Tamil Nadu filed a suit in the apex court on March 31, 2006, calling Kerala’s Act unconstitutional. The centre played referee by convening an inter-state meeting of the Kerala and Tamil Nadu chief ministers on November 29, 2006 but it was a dead ball. No consensus. Even with the then prime minister intervening in December 2007, it ended in a deadlock.

In April 2010, an empowered committee was set up headed by Justice Dr AS Anand. After holding more than 20 meetings including site visits, the Anand Committee in its April 2012 report to the apex court concluded that the “dam is hydrologically safe and that the proposal of the State of Kerala to build a new dam requires reconsideration by State of Kerala”.

The Anand-led empowered committee also suggested two options:  Kerala could construct a new dam and the existing dam may not be dismantled, demolished or decommissioned till the new dam construction is completed and it becomes operational. The second alternative is to repair, strengthen and restore the existing dam.

Following this, a constitution bench of five judges of the Supreme Court heard the Mullaperiyar Dam Case in July-August 2013, and in its May 5, 2014 judgment declared the Kerala Irrigation and Water Conservation (Amendment) Act, 2006 unconstitutional and directed the Union government to set up a three-member Supervisory Committee on the safety of the Mullaperiyar Dam on restoration of the FRL (full reservoir level) to 142 feet.

The following month, a three-member Supervisory Committee on Mullaperiyar Dam was set up with its office at Kumily, Kerala.
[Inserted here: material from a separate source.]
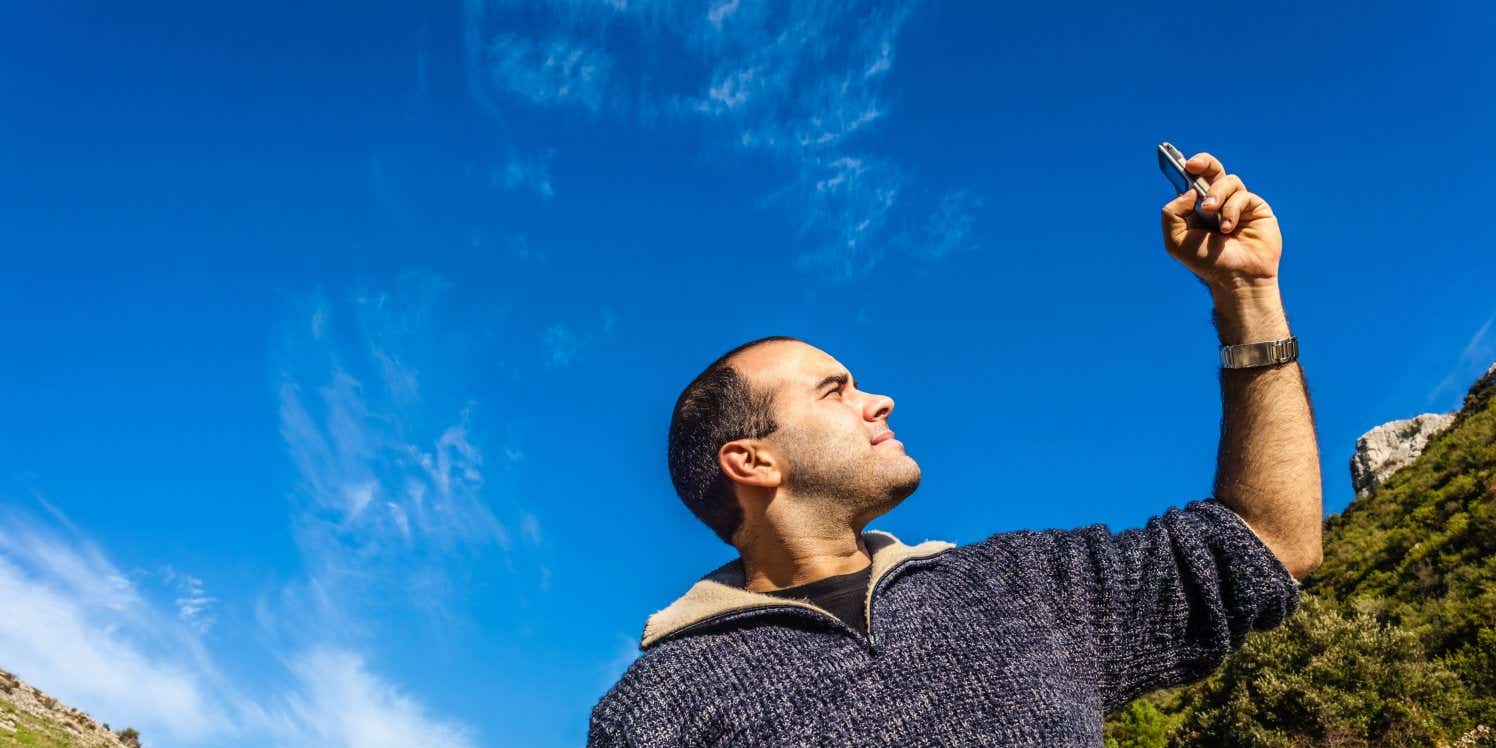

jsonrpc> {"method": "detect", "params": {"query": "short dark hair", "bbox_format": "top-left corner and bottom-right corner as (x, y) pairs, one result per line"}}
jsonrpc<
(669, 335), (803, 545)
Central Water Commission Chief Engineer (Dam Safety Organisation) LAV Nathan (the two other members included Tamil Nadu PWD principal secretary and Kerala Water Resources Department additional chief secretary) headed this team.

It was tasked with inspecting the dam periodically and recommending all the necessary measures to keep the Mullaperiyar dam functioning at the highest levels of safety.

For the people of Kerala, the century-old dam is an emotional issue: it is owned and operated by Tamil Nadu although it is located in Kerala.

On August 16, the bench of the Supreme Court—Chief Justice Dipak Misra and Justice DY Chandrachud—asked the National Crisis Management Committee (NCMC), Kerala and Tamil Nadu government teams to lower the water level at the Mullaperiyar dam by three feet: from 142 feet (maximum capacity) to 139 feet.

The Supreme Court has asked for a detailed disaster management plan to be filed by August 24. Addi­tional Soli­citor General PS Narasimha and Cabinet Secretary Pradeep Kumar Sinha—on behalf of the centre—are monitoring the developments closely; India’s top bureaucrat Sinha, who has video conferenced with the Kerala and Tamil Nadu chief secretaries, will also, with inputs from Delhi-based central agencies, draw up a state-of-the art structural risk mitigation manual.

Whether to lower the dam level or raise it will be a part of the findings for the court that is expected to address all the concerns raised in the August 16 petition, including the charge “that no concrete steps have been taken by any of the States or Central government till date to implement the (court) directions in true letter and spirit”.

Another key charge for the current state of disaster is the “unpreparedness of the state and the central government during this natural calamity as there is no plan which is announced or communicated to the public at large till date”.

Has Tamil Nadu risked the lives of thousands downstream of the Mullaperiyar dam? Could the unprecedented natural calamity in Kerala have been tackled more effectively? Are politicos indifferent to the untold suffering of the people? What kind of warning systems will be effective? What is the ideal disaster management plan to avoid such catastrophic situations again?

Maybe this time the Supreme Court will put to rest all these concerns.